I cambiamenti climatici provocati dai combustibili
fossili colpiscono tutto il pianeta. Ma devastano di più i paesi fragili
ed esposti, quelli da cui proviene la maggioranza dei profughi e dei migranti
odierni, per lo più sfuggendo a guerre e conflitti innescati da una riduzione
delle fonti di sopravvivenza e dall’appropriazione da parte di alcuni, o di
pochissimi, delle terre e delle risorse ancora disponibili. Sono guerre e
conflitti in gran parte alimentati anche da diversi Governi dell’Occidente e
non, che hanno trasformato in rapina economica e degrado ambientale il
controllo diretto che esercitavano quando quei paesi erano ancora le loro
colonie.
I cambiamenti climatici in corso si possono ancora
frenare, e in parte anche invertire; le terre che ne vengono devastate si
possono bonificare e recuperare; i profughi ambientali e di guerra costretti ad
abbandonarle potrebbero, e in molti vorrebbero, tornare da dove sono partiti
per ricostruire i loro paesi e rigenerare le loro terre e le loro comunità, se
solo ne avessero la possibilità; e molti altri loro connazionali potrebbero a
loro volta partire alla volta dell’Europa, decisi a fare ritorno, dopo aver
lavorato qualche anno con noi, se avessero la possibilità di farlo per vie
sicure e legali. Niente di ciò che sta trasformando l’Europa in una caserma, il
Mediterraneo in un cimitero e la Libia in un Lager è irreversibile, ma non c’è
più molto tempo.
Tra breve quei processi diventeranno irreversibili: il
pianeta Terra si trasformerà in un habitat insopportabile per la maggior parte
dei suoi abitanti, compresi quelli che oggi si sentono al sicuro; le persone
costrette ad abbandonare il loro paese per cercare di sopravvivere si
conteranno a centinaia di milioni; il falso benessere che molti di noi (in
realtà sempre meno) pensano di poter difendere con barriere sempre più alte
intorno al proprio paese, affidando a politici menzogneri il compito di
costruirle, è destinato a dissolversi nel giro di pochi decenni. Ne
beneficeranno solo i ricchissimi: sempre di meno è sempre più ricchi, come già
sta succedendo da tempo sotto i nostri occhi.
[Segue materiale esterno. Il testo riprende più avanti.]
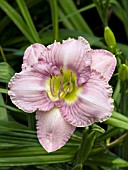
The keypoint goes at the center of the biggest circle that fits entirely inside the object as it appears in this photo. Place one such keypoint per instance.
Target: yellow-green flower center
(63, 86)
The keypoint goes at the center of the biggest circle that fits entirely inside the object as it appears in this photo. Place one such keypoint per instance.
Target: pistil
(64, 86)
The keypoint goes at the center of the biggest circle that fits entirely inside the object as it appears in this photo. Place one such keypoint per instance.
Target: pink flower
(67, 85)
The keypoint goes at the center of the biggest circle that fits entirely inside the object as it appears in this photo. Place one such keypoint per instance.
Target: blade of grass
(3, 111)
(79, 23)
(17, 19)
(25, 12)
(54, 11)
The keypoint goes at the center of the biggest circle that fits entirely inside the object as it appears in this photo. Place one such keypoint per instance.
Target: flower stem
(31, 121)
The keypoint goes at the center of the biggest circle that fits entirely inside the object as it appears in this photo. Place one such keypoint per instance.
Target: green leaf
(54, 11)
(17, 19)
(3, 111)
(28, 19)
(85, 147)
(69, 7)
(106, 159)
(118, 120)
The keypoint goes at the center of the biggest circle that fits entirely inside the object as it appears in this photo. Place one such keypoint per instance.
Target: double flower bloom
(67, 85)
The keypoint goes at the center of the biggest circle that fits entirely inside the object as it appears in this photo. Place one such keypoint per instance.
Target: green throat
(63, 86)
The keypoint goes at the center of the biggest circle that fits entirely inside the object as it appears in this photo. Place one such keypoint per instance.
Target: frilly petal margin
(94, 103)
(33, 55)
(103, 61)
(70, 54)
(52, 130)
(27, 91)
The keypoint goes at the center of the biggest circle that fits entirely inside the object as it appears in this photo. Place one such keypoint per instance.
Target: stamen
(70, 82)
(52, 82)
(51, 85)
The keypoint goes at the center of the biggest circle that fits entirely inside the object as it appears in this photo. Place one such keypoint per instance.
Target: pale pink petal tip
(94, 103)
(33, 55)
(103, 61)
(52, 130)
(27, 91)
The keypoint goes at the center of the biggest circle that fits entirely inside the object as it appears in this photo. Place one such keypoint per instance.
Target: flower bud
(109, 37)
(123, 72)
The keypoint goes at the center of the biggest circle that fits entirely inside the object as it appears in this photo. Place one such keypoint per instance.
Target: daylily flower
(67, 85)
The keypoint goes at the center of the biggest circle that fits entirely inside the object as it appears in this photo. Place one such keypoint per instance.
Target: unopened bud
(123, 72)
(109, 37)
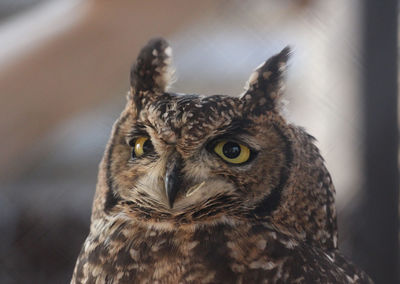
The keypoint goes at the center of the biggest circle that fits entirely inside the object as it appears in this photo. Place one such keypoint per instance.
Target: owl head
(188, 160)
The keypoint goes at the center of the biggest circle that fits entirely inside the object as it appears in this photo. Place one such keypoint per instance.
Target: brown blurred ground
(62, 77)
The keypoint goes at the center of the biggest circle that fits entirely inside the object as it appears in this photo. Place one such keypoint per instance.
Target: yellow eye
(141, 146)
(232, 152)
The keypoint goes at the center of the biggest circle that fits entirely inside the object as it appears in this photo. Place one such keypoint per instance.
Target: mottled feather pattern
(269, 219)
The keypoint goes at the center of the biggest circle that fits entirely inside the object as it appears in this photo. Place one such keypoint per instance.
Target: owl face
(195, 158)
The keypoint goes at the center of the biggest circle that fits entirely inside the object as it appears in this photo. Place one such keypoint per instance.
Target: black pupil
(231, 150)
(147, 146)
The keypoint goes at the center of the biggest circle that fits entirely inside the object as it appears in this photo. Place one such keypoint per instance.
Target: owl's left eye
(141, 146)
(232, 152)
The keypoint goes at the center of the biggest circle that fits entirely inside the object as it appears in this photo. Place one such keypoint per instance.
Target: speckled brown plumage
(270, 219)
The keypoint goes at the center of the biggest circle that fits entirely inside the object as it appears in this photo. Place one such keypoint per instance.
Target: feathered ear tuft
(265, 85)
(152, 72)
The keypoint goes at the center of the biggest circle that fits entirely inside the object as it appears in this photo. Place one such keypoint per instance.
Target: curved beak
(172, 180)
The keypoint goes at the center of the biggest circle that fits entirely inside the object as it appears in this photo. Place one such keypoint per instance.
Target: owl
(211, 189)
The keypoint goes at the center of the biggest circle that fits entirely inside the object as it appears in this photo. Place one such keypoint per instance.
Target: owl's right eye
(141, 146)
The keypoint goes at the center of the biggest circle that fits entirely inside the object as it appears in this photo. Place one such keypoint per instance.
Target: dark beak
(173, 178)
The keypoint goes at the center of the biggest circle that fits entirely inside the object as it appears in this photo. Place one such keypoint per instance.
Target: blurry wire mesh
(45, 211)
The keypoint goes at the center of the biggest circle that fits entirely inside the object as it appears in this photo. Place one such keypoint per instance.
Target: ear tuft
(265, 85)
(152, 70)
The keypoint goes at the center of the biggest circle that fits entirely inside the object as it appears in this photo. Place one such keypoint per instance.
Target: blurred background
(64, 75)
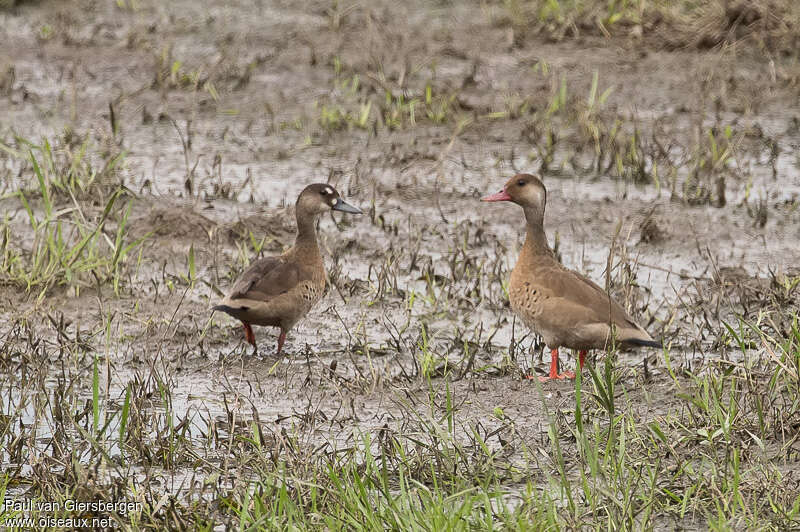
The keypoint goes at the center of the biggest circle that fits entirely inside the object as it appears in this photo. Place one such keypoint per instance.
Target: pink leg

Per anni i padroni del petrolio e quelli delle industrie
che ne dipendono, corrompendo studiosi, politici e giornalisti, hanno cercato
di negare il pericolo mortale dei cambiamenti climatici e loro cause, pur
sapendo benissimo quanto quel pericolo fosse invece reale; anche i militari lo
sapevano benissimo e si preparavano da tempo a combattere non più il comunismo,
il narcotraffico o il terrorismo (tutte cose con cui hanno giustificato in
passato la necessità di armarsi sempre di più), bensì le ondate migratorie che
avrebbero investito le cittadelle ricche dell’Occidente quando gli effetti dei
cambiamenti climatici cominceranno a farsi sentire in modo diffuso e
profondo: lo testimonia un documento del Pentagono di 15 anni fa.
Oggi non si nega più niente di tutto ciò; semplicemente
lo si ignora: lo fanno politici, media, giornalisti, intellettuali, solo
flebilmente contraddetti dal grido di quegli scienziati che vedono avvicinarsi
la notte per la vita umana sul nostro pianeta. Il problema al centro della
politica, in Europa come negli Stati Uniti, è ormai solo come fermare i
profughi ai confini esterni o interni degli Stati, come se i migranti si
materializzassero improvvisamente ai bordi del Mediterraneo o alla frontiera
con il Messico, senza preoccuparsi né del prima né del dopo.
Il “prima” è la devastazione delle terre, la rapina delle
risorse, le guerre e la vendita di armi che hanno costretto tanta gente, e
continueranno a costringerla, a fuggire. Il dopo, se un dopo ci potrà ancora
essere, non è certo “la crescita”, i pochi punti o decimali di punto di aumento
dei PIL, purchessia, che economisti, politici e banchieri si affannano a
inseguire come se fosse quella la chiave della salvezza per tutti (lo è solo, e
per poco tempo, per alcuni di loro).
Il vero “dopo”, se sapremo costruirlo, è quello che può
offrire terra, casa, lavoro a tutti, migranti e nativi, anche a chi si ritrova
sempre più ai margini di una società che non offre e non promette più niente,
se non rinunce e sacrifici; e proprio mentre fa balenare davanti agli occhi di
tutti i lussi sfrenati dei pochi che possono permetterseli.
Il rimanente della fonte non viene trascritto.